Но мы ещё не дали ответа на собственный вопрос: как могло получиться, что вслед за длительным периодом отторжения работника от своего труда и социальной автономии, на протяжении которого солидарность членов социума доминировала над конкуренцией, а качество жизни над накоплением власти и богатства, труд вновь завоевал ключевые позиции в коллективном воображаемом, оказался на самом верху шкалы социально признанных ценностей? С чего бы это весьма обширный слой современных работников рассматривает труд как наиболее привлекательную часть собственной жизни? Отчасти указанное явление связано со значительным ухудшением условий социальной защиты граждан, вызванным тридцатилетним периодом
Имеется ещё один решающий фактор, относящийся к сфере антропологии. Речь идёт об утверждении такой модели жизни, которая полностью нацелена на обогащение, а равно и о сужении самого понятия «богатство» до сугубо экономического его содержания, до «накопления». На самом же деле отождествление богатства и собственности вовсе не является очевидным.
На вопрос «что такое богатство?» мы можем дать два полярно противоположных ответа. Мы можем измерять богатство объёмом принадлежащих нам материальных благ и ценностей, но мы можем также исходить из той меры наслаждения и радости, которую испытывает наше чувственное тело, опираясь на его опыт.
В первом случае богатство отождествляется с объективным количеством материальных благ, во втором с субъективным качеством индивидуального опыта.
Наличные деньги, банковский счёт, экономическое обогащение не единственный фактор вновь проснувшейся любви к труду, которая доминирует в психологическом и экономическом универсуме последнего двадцатилетия. Но, конечно, именно всё перечисленное можно считать решающим фактором.
Экономическая идеология излишне сосредоточена на убеждении, согласно которому любовь к своему труду имеет чисто материальное обоснование, а деньги приносят истинное счастье. Но это лишь полуправда.
И вновь зададимся вопросом: что такое богатство? Разумеется, экономизм может предложить только один ответ на этот вопрос, экономический: богатство есть обладание некими возможностями, которые позволяют потреблять, а именно – обладание деньгами, платёжеспособностью, властью. Увы, данный ответ носит поверхностный и односторонний характер, если не прямо-таки ошибочный. Ведь, по сути дела, это констатация всеобщей нищеты, нищеты даже тех, кто обладает несметными богатствами. Подобный подход основан на понимании богатства как проекции времени, отведённого зарабатыванию денежных средств. Но ведь можно понимать богатство как способность наслаждаться миром – временем, созерцанием, свободой.

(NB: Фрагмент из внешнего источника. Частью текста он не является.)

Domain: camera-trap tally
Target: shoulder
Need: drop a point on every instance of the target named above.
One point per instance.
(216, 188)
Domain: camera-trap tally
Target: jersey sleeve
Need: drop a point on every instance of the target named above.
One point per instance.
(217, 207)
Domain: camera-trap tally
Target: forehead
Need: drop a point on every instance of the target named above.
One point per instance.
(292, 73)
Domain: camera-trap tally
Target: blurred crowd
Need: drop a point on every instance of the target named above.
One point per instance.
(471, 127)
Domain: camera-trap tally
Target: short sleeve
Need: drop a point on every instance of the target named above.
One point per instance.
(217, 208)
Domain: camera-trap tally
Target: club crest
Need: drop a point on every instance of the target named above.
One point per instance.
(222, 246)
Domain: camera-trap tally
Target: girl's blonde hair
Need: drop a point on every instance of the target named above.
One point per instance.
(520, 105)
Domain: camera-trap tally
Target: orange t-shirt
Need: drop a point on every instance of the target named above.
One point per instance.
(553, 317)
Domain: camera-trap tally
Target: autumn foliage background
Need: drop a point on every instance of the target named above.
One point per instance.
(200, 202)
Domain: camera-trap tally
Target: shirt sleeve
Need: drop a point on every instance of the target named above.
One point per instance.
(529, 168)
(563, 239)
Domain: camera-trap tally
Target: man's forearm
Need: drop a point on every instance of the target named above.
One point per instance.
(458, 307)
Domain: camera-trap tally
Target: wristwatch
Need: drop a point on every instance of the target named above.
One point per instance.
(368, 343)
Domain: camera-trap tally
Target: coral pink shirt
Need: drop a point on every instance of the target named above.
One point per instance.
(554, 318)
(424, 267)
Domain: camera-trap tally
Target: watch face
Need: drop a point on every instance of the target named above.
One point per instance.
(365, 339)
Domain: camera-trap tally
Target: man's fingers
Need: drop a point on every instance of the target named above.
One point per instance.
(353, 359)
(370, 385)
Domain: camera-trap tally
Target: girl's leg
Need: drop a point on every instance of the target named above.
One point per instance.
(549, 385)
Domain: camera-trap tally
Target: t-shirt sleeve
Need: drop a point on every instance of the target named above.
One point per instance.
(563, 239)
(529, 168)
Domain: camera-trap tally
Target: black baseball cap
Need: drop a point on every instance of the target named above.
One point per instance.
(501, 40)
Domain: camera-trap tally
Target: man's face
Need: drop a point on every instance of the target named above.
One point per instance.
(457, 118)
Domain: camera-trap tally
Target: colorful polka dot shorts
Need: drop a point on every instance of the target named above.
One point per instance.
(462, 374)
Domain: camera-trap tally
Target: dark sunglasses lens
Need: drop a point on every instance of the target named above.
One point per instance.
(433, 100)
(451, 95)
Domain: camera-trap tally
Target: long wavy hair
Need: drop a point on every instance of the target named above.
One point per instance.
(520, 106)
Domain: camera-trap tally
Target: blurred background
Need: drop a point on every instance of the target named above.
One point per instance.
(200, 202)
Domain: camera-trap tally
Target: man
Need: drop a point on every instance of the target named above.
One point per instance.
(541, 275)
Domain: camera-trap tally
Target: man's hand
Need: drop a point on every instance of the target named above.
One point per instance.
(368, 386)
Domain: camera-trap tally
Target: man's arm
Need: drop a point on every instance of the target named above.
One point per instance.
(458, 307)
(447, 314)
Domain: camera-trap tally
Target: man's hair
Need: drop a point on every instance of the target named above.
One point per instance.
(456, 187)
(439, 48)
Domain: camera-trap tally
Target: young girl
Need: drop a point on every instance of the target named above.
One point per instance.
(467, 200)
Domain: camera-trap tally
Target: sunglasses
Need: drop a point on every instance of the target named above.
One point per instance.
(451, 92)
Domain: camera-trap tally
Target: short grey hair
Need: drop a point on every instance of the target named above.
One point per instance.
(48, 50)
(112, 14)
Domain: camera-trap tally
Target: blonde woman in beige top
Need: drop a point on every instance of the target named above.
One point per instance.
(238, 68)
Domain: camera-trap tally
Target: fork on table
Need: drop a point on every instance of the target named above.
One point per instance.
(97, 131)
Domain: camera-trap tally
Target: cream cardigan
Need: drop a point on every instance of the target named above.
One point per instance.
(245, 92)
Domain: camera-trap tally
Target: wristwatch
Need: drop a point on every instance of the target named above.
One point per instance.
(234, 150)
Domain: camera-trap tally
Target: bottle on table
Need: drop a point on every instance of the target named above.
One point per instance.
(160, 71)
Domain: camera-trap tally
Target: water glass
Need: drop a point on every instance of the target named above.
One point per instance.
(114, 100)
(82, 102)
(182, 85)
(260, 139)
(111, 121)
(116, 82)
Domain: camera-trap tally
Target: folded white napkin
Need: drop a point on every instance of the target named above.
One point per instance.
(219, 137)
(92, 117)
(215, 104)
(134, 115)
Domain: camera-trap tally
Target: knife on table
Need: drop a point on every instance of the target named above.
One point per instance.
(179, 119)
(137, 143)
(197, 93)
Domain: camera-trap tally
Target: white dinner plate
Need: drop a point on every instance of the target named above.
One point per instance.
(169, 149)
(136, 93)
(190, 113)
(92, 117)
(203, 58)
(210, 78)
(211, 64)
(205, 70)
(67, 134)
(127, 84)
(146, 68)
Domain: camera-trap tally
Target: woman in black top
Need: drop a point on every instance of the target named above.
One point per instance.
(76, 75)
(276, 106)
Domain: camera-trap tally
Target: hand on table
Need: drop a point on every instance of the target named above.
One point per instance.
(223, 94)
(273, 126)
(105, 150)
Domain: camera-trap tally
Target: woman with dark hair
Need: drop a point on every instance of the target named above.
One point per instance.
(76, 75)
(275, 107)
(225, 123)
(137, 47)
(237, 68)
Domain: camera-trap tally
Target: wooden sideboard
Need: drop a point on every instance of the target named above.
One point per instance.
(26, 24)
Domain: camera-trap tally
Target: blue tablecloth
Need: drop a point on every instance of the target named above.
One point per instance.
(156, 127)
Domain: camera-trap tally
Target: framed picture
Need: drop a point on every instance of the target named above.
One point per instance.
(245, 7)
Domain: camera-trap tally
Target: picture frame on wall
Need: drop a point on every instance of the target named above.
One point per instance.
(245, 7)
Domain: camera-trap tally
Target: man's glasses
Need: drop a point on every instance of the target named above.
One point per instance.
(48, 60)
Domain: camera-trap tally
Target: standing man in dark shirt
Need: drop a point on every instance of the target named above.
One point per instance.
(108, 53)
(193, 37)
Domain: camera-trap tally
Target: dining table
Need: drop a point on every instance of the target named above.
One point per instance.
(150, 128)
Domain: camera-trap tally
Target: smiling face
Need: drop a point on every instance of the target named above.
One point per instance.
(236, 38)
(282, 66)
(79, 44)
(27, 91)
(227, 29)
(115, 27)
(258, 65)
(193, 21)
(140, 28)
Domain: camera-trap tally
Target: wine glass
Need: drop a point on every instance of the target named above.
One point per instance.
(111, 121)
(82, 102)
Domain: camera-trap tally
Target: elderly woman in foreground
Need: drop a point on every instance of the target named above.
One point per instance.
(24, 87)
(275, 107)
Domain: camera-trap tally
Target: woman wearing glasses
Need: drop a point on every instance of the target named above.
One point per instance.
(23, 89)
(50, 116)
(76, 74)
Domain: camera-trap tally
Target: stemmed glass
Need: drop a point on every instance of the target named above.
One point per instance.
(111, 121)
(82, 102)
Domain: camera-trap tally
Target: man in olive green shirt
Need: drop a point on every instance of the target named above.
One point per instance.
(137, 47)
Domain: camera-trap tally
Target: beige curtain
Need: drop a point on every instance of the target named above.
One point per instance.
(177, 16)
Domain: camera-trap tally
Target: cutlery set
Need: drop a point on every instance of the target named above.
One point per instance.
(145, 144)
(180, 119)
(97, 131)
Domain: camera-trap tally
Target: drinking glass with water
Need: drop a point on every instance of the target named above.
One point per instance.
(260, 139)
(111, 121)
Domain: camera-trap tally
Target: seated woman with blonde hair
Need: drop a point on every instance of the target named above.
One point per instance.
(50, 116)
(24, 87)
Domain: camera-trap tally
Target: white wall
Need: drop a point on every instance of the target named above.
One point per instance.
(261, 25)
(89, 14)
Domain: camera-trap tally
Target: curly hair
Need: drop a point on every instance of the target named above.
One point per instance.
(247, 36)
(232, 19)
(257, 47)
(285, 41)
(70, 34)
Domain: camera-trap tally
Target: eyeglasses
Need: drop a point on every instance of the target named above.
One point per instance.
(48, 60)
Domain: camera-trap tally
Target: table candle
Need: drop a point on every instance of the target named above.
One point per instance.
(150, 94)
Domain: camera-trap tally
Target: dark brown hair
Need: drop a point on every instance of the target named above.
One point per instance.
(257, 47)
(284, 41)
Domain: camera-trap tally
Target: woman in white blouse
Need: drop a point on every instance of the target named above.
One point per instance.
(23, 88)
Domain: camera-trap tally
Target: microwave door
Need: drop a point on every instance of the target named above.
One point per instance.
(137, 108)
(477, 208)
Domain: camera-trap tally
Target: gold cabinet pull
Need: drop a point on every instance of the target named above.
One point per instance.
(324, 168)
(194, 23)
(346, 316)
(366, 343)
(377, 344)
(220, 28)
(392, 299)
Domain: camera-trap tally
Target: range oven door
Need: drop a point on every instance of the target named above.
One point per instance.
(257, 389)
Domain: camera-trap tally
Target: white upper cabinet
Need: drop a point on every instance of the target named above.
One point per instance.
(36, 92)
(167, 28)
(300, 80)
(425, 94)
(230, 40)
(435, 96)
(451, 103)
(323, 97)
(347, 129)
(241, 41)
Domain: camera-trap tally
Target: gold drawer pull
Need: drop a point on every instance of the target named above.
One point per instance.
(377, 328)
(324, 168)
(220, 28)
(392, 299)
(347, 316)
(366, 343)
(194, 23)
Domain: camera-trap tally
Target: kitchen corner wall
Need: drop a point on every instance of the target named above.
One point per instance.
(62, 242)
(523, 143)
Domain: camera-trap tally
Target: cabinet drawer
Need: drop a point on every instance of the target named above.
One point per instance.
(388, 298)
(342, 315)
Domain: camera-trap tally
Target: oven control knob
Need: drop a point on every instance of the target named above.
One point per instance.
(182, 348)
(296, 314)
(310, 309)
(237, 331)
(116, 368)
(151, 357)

Само собой, два указанных определения богатства находятся в резком противоборстве друг с другом. И в состоянии противоборства пребывают не только сами определения. Ведь речь идёт о двух противоположных модальностях отношения к миру, времени и телу. Чем больше времени расходуем мы на приобретение разнообразных средств, предоставляющих возможность потреблять, тем меньше времени остаётся у нас на то, чтобы наслаждаться находящимся в нашем распоряжении миром. Чем больше нервной энергии вкладываем мы в приобретение средств приобретения, тем меньше мы можем вложить её в наслаждение.
Именно вокруг данной проблематики, полностью вынесенной за скобки экономическим дискурсом, и разыгрывается драма счастья-злосчастья в гиперкапиталистическом обществе. Чтобы обладать большей экономической властью (больше денег, больше счетов), надлежит инвестировать всё больше времени в санкционированный социумом труд. Но это означает сокращение времени, отводимого наслаждению, опыту, короче говоря, жизни.
Богатство, трактованное как наслаждение, сокращается пропорционально росту богатства, трактованного в чисто экономическом плане, и происходит это по той простой причине, что ментальное время оказывается направлено скорее на накопление, нежели на наслаждение. С другой стороны, богатство, истолкованное как накопление ресурсов, возрастает в том случае, когда сокращается незаинтересованное наслаждение, а следовательно, вся нервная система общественного организма испытывает конвульсии и стресс, без которых не может состояться накопление.
И тем не менее два указанных подхода смыкаются в одном: расширение области экономики совпадает с сокращением области эроса. Когда предметы, тела и знаки оказываются внедрёнными в семиотическую модель экономики, накопление богатства может осуществиться лишь опосредованным, отражённым образом. Что-то вроде бесконечного ряда отражающихся друг в друге зеркал, в которых если что-то и живо по-настоящему, так это производство дефицита, потребности, причём этот дефицит компенсируется мгновенностью потребления, осуществляемого каким-то вороватым и невротическим образом; ведь негоже терять время, следует вернуться к работе.